For years, city skeptics like Joel Kotkin have been decrying the family-unfriendliness of cities and pointing to declines in the number of children and falling enrollments in many urban school districts:

. . . we have embarked on an experiment to rid our cities of children. . . .The much-ballyhooed and self-celebrating “creative class”—a demographic group that includes not only single professionals but also well-heeled childless couples, empty nesters, and college students—occupies much of the urban space once filled by families. Increasingly, our great American cities, from New York and Chicago to Los Angeles and Seattle, are evolving into playgrounds for the rich, traps for the poor, and way stations for the ambitious young en route eventually to less congested places. The middle-class family has been pushed to the margins, breaking dramatically with urban history.

The experience of DC in the past decade suggests that Kotkin is wrong. The urban revival isn’t a zero sum game: cities can attract new residents, especially young adults, and also retain them as they age and have children, and at the same time increase both the diversity and total school enrollments. Additionally, much of white flight and what Robert Reich has called the "secession of the successful," has been caused by (and has in turn amplified) the weakness of urban schools. Strengthening city schools can be a key means of promoting greater demographic diversity and hanging on to families of means who might otherwise take their energy, attention and tax payments to some suburban area.

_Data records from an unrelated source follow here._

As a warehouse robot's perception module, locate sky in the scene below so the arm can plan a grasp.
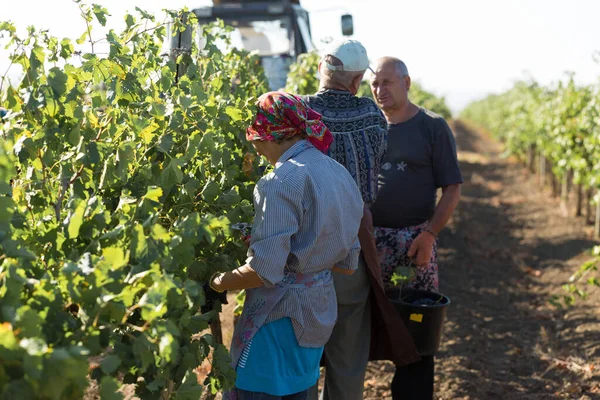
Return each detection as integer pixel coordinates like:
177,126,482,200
0,0,600,112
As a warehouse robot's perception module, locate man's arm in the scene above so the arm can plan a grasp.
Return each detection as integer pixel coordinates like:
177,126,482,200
211,264,264,291
408,183,460,267
408,119,463,266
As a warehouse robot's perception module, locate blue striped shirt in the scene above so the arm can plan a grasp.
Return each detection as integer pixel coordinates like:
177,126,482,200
303,89,387,206
246,140,363,347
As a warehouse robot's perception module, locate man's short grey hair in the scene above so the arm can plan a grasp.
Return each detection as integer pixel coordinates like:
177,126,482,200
393,58,408,78
377,57,408,78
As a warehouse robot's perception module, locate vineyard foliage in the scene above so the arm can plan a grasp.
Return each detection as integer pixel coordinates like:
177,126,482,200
0,2,267,400
461,75,600,305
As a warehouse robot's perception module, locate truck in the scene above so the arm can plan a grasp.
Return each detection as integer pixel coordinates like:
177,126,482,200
170,0,354,90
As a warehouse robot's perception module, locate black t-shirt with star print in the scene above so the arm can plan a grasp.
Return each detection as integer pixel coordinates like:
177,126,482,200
371,108,463,228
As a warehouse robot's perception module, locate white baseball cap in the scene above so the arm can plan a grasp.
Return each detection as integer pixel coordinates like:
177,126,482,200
323,39,369,72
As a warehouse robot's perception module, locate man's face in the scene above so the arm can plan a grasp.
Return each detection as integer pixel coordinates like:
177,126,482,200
371,63,410,111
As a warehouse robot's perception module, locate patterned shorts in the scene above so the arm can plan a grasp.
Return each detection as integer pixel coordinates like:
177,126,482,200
375,222,438,291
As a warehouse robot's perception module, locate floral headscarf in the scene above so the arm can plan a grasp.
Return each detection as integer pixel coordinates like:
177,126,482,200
246,92,333,153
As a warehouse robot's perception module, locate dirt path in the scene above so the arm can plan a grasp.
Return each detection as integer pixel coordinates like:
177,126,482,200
365,122,600,400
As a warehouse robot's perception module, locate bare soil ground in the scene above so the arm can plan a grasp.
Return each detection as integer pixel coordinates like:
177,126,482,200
86,122,600,400
365,122,600,400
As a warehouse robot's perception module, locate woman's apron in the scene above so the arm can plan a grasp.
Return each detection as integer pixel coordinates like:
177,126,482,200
223,270,333,400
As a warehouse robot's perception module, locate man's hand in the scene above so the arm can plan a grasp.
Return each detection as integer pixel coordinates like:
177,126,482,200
408,231,435,267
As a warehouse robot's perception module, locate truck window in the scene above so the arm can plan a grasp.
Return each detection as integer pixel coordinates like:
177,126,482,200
225,18,291,56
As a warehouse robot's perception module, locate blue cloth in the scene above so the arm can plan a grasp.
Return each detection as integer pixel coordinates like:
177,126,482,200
235,318,323,396
238,389,308,400
302,89,387,206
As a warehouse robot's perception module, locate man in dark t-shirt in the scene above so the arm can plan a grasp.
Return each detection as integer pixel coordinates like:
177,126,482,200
371,57,463,400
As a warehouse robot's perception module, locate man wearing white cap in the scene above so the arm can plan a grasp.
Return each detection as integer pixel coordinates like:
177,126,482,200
304,40,419,400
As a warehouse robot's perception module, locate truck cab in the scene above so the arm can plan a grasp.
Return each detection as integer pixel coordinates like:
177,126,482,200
171,0,352,90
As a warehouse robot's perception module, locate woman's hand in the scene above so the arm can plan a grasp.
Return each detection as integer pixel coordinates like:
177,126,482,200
407,231,435,267
331,265,354,275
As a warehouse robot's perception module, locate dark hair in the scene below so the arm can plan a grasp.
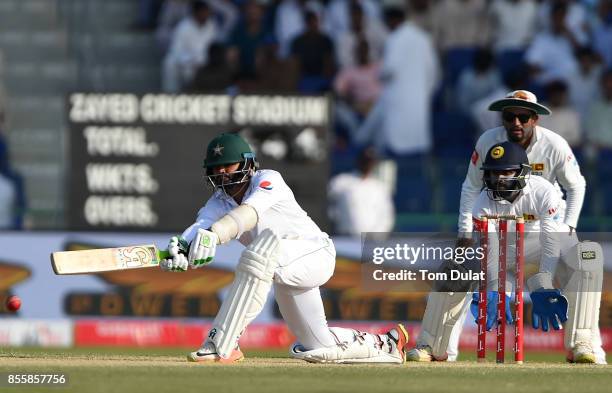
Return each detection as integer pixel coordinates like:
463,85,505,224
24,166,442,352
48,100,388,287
191,0,210,14
304,10,319,24
550,1,567,16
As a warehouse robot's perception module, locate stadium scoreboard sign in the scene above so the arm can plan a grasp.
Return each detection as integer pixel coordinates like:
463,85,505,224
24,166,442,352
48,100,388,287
67,93,330,231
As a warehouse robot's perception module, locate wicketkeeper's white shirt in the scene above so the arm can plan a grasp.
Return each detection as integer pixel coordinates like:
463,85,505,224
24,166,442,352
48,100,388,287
472,176,567,273
459,126,586,236
183,169,329,246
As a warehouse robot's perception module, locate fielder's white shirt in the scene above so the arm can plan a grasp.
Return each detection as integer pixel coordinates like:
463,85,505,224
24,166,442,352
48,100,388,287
472,176,564,273
459,126,586,234
183,169,329,246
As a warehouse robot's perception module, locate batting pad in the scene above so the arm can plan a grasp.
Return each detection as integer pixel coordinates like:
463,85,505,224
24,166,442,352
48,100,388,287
208,229,280,359
563,241,603,348
417,292,471,359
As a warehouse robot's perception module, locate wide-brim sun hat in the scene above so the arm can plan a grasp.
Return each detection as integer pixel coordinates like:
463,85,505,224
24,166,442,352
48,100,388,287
489,90,552,115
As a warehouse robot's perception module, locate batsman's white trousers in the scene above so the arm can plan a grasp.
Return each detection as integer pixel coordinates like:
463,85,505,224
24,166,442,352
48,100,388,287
274,239,340,350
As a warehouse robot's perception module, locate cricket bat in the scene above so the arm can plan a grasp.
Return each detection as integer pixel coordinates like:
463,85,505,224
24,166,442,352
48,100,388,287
51,244,169,274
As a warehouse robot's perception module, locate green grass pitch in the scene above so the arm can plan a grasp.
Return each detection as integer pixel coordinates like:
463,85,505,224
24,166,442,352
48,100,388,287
0,348,612,393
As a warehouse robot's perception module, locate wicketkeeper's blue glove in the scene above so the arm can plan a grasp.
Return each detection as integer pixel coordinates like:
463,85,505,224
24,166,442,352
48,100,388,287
530,289,568,332
470,291,514,331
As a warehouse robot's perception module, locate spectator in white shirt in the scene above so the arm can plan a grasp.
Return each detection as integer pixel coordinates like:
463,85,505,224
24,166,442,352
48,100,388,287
525,3,580,84
323,0,382,37
336,4,387,68
328,148,395,236
162,0,218,93
490,0,538,51
568,47,603,124
540,80,582,149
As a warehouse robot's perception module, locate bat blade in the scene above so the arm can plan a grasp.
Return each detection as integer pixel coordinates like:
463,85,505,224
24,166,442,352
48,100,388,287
51,244,168,275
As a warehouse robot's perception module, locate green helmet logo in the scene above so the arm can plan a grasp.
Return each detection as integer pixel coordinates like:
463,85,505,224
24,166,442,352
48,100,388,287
213,144,225,156
204,133,255,169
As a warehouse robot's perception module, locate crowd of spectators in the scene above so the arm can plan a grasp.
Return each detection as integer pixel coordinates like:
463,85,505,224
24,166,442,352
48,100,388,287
148,0,612,155
142,0,612,231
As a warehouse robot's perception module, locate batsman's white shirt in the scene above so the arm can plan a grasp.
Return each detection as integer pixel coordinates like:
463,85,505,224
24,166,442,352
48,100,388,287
183,170,340,349
472,176,568,275
459,126,586,234
183,169,329,246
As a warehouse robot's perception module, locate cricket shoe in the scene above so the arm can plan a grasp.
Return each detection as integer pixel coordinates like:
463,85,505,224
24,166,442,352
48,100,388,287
567,342,597,364
387,323,409,363
290,324,408,364
187,341,244,363
406,345,448,362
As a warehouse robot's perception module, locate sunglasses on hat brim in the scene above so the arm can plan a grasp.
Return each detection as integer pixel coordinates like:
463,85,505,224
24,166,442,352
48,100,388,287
502,111,533,124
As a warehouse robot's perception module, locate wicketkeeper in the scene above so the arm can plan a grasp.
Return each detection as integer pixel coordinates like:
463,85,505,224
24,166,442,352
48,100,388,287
407,142,606,364
162,134,408,363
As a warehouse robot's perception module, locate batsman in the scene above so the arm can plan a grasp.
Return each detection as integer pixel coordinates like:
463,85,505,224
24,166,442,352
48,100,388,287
161,133,408,363
408,141,606,364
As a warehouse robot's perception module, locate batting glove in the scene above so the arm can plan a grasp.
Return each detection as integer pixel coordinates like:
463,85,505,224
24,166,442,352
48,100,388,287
159,236,189,272
188,229,219,269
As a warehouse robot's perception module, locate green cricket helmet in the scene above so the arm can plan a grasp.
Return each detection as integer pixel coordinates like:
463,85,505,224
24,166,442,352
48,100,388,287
204,133,259,195
480,142,531,200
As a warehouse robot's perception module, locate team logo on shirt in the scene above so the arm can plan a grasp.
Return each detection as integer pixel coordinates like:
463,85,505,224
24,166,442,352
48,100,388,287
491,146,505,160
259,180,274,191
531,162,544,176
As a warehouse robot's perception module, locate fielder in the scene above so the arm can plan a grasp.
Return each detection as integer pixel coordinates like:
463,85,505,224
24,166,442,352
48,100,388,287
161,134,408,363
408,141,606,364
408,90,599,361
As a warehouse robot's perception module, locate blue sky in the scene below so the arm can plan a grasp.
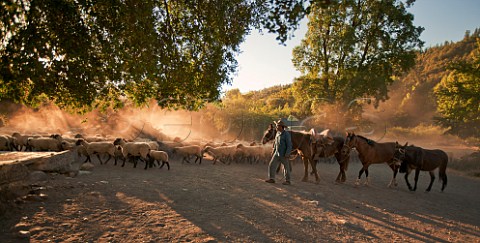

One of the big unanswered questions about urban revival is whether the young adults who have increasingly concentrated in urban centers in the past couple of decades will continue to live there once they have children. We know that as their children get older, families are less likely to live in central cities. The quality of local public education no doubt plays a critical role in determining the location choices of many families. So, too, does the quantity of education; in Washington’s changing neighborhoods, there have been more schools and more school choices, as well as Pre-K. 

Initiatives that improve education, and particularly interventions like universal early childhood education that engage all families in the local schools at a time when the educational stakes may seem lower could be the key to more diverse, family friendly cities.